A throwaway remark taken literally and we had tickets for a Champagne balloon flight.
Not as straightforward as conventional flying, holidays or cruises, this depends, as they say, on circumstances beyond control. First the take off site varies, second the weather must be right, and third the season and validity of tickets have to fit. One wrong, all wrong.
We went for Essex, hoping for one of the two between Colchester and Stansted. Even so this meant setting off at 4.30 am and the flight might not have been confirmed until 11 pm the night before. And it could have been called off while we were on the way or on arrival.
Fortunately all we’d hoped for was confirmed by 9 pm so after frantic preparations for a quick getaway we could – sort of – sleep for a few hours.
The roads – even A12 – were quiet and we made good time, arriving half an hour before the balloons. It was so early we, and the next arrivals, had to check round the site to be sure we weren’t mistaken.
The baskets – too big and cumbersome to be called gondolas – were soon unloaded and the balloons laid out on grass. Names checked we clambered aboard.
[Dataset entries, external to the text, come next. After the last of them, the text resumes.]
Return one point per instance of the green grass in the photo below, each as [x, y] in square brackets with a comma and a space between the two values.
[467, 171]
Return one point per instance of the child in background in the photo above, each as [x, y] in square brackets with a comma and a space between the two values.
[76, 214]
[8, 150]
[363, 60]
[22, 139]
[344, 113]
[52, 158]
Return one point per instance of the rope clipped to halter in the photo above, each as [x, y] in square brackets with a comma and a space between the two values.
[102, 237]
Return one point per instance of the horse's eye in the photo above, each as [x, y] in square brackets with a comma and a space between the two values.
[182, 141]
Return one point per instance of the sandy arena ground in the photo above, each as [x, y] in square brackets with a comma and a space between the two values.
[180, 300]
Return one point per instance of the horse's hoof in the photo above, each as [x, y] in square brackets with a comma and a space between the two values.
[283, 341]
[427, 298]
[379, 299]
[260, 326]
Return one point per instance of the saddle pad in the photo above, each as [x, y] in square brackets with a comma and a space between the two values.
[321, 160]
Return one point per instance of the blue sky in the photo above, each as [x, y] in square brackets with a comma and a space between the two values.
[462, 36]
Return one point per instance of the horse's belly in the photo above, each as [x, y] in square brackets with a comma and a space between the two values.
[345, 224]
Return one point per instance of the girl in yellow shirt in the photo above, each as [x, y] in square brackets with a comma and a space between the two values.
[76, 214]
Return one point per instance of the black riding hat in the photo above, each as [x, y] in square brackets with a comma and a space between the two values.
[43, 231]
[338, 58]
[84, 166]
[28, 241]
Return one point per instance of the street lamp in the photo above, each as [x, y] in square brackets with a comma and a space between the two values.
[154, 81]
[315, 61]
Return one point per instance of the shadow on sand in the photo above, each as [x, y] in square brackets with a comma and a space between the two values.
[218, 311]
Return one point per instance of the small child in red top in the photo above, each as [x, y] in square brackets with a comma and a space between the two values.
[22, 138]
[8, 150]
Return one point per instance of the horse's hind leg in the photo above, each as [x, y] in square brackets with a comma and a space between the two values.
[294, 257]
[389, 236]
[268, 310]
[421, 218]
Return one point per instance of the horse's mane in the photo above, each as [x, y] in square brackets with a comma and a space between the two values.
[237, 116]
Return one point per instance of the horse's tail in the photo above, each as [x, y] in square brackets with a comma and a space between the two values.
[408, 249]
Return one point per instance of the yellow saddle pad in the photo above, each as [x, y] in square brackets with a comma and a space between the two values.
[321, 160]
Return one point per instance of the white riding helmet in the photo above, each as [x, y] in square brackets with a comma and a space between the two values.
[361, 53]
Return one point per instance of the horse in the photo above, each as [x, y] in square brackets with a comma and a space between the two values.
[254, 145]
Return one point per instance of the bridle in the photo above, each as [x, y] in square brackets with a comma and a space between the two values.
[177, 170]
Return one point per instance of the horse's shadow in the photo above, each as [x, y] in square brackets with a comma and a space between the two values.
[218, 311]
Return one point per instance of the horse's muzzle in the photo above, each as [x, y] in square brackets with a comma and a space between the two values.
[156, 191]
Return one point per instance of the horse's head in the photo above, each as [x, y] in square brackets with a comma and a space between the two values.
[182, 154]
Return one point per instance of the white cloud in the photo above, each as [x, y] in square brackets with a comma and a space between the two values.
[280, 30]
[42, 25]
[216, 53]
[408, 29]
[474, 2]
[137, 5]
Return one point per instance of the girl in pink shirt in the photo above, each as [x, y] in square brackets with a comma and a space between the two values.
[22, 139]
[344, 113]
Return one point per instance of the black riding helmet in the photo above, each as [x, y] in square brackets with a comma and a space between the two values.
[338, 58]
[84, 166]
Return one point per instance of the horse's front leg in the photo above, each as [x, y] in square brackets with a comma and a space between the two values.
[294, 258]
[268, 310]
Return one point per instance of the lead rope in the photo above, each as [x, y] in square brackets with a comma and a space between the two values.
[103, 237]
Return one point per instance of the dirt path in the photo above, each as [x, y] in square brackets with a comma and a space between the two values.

Help is available but you still need some agility to use two footholds on a panel more than one metre high, and even more to disembark as necessary after the briefing and before the balloon is inflated.
Once full the balloon has to be heated, so the basket goes on its side and the heat jets blast the cold air inside it to ascent temperature. The flames are reason enough to discourage entry into the basket while on its side, easy though that might seem. Even the two passengers hold the envelope open were flinching from the heat.
With the balloon vertical the basket tips back on an even keel (if it had one) and would be away into the clouds but for the anchor cable clamped the Land Rover and trailer. Speed of boarding was of the essence and within seconds we were airborne: two people of moderate to generous size carried aloft with hardly any sensation of movement. With the sun just above the boundary trees we began a dreamy drift across a landscape looking even flatter than reputed.
Hills of note it may not have but Essex has abundant woodland and was always a good location for castles, country houses and pleasure parks. Some of these came into view and were our only indication of movement as we drifted in silence across them. The only sound came when the jets were turned on to maintain balloon temperature.
It was a hazy, cloudless morning and we could make out the distant Blackwater Estuary but, surprisingly, no sign of Stansted Airport. The less than beautiful developments of Braintree were clear to see but so were the villages around Gosfield and Halstead. Gardens, lakes, swimming pools and animals – ponies, deer and even hares – came into view and one of us even spotted a bird catching a fish.
Our pilot spotted arecently harvest wheat field and decided there was a good landing site. Remembering our briefing we all sat on benches along the sides of the basket and clutch the ropes in the central wall. An unsophisticated safety belt system but it works, and is necessary as the landing after a dry summer was hard. Down with a jarring bump then up and down again – worse than a childhood birthday – at least we didn’t topple over, though that would have helped at least one passenger disembark.
Once on firm ground comes the treat, or chore, according to your view: this is to help pack up the balloon, which we had done by the time the Land Rover arrived. One stowed in the basket and the whole thing winched on to the trailer it was Champagne time.
The journey back to base is a good indicator of how far the balloon travels in its 45-60 minutes of almost sensationless flight. We were home for a late breakfast to supplement the rushed earlier one while some people would only just have been preparing their first coffee.